WEINSTEIN: I think early on no one really understood how much potential there would be for a surge. Everyone was talking about the law of large numbers and we didn't really understand the business that well. And then Google came out and executed and I think they opened up everyone's eyes to how much you can really drive that business and how innovative you could get with search. And I think that was that early surge in the stock as people just trying to understand the potential in this business. Now what you're seeing though is just their ability to maintain high growth. You know the fact that they have such a leadership position, such a dominant position, you're starting to see more and more companies want to partner with them. So whether it be the Youtube acquisition or a partner with Myspace, you're seeing all the growth engines of the Internet come under Google's monetization engine. So the advantages seem to be sustainable here.
GHARIB: Well, not that you bring up Youtube, there were a lot of people who thought that the price that Google paid for Youtube, $1.2 billion was way too high. Do you think now given the way that we've seen the stock growing that that's the proof that it was justified?
WEINSTEIN: Youtube still is new and they just acquired it. So we'll see how it pencils out. But I definitely think you can make a case though that they didn't overpay for it. I think if you look at the trajectory in growth in Youtube, it certainly looks to be on the same sort of path as a Myspace. They were willing to commit $900 million to line up that distribution. So actually own that property versus having to partner for the traffic. I think you can make the case that they got a good deal, assuming that it can continue on its current growth trend.
GHARIB: What the risks for Google? What could bring it down? There's always a down side.
WEINSTEIN: Yeah. You know, the company is trying to push into some new areas, some new types of ad formats whether it be online or offline, new businesses such as a payment business they've launched. Those are new for the company. It's hard to say how well they'll execute against those. Those are things to worry about that maybe the potentials aren't there like we think it is. I think if you look back, this management team has a very good track record of execution and staying focused. And I think you have to give them the benefit of the doubt. Plus you have a backstop, their core business is doing so well.
GHARIB: OK. You had a $500 price target on Google's stock. It's passed that. What's your next new price target?

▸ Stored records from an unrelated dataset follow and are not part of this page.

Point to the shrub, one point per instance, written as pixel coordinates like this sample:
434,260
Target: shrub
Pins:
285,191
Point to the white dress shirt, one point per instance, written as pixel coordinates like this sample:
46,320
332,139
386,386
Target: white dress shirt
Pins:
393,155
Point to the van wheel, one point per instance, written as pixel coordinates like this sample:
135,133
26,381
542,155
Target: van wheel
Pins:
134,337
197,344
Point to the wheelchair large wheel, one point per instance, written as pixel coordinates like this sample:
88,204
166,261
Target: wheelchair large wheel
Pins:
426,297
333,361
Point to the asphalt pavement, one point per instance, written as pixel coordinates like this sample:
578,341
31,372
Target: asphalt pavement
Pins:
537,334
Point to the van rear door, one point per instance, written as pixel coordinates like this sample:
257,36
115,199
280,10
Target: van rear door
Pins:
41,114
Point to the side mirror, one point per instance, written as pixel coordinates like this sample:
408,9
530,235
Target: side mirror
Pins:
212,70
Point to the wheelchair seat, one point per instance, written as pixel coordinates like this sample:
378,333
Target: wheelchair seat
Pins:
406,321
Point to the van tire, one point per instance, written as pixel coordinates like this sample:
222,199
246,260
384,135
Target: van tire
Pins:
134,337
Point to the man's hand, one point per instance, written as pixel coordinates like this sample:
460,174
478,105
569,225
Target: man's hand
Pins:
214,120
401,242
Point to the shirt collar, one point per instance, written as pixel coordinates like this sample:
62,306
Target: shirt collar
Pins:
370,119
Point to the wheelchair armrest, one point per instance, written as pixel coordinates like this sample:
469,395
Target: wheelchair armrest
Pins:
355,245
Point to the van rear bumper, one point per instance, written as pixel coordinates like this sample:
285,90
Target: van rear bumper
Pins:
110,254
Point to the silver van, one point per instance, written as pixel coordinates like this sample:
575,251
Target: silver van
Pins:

WEINSTEIN: It's like I said in the beginning here, you know, I think as we roll out our '08 numbers, we're going to be talking something close to $20 a share in earnings. Probably think the next logical step somewhere around $600.
GHARIB: Since Google went public, the company said that it was not going to split its stock. Do you think that the company is going to stick with those plans?
WEINSTEIN: You know it's hard to say. They're big fans of Warren Buffet and that's one of his mantras. So at this point, no reason to think that they will.
GHARIB: All right, Steve, for disclosure purposes. do you own the stock?
WEINSTEIN: No, I do not.
GHARIB: All right. Thank you so much for coming on the program. Appreciate it.
WEINSTEIN: Thank you.
GHARIB: We've been speaking with Steve Weinstein, Internet analyst at Pacific Crest Securities.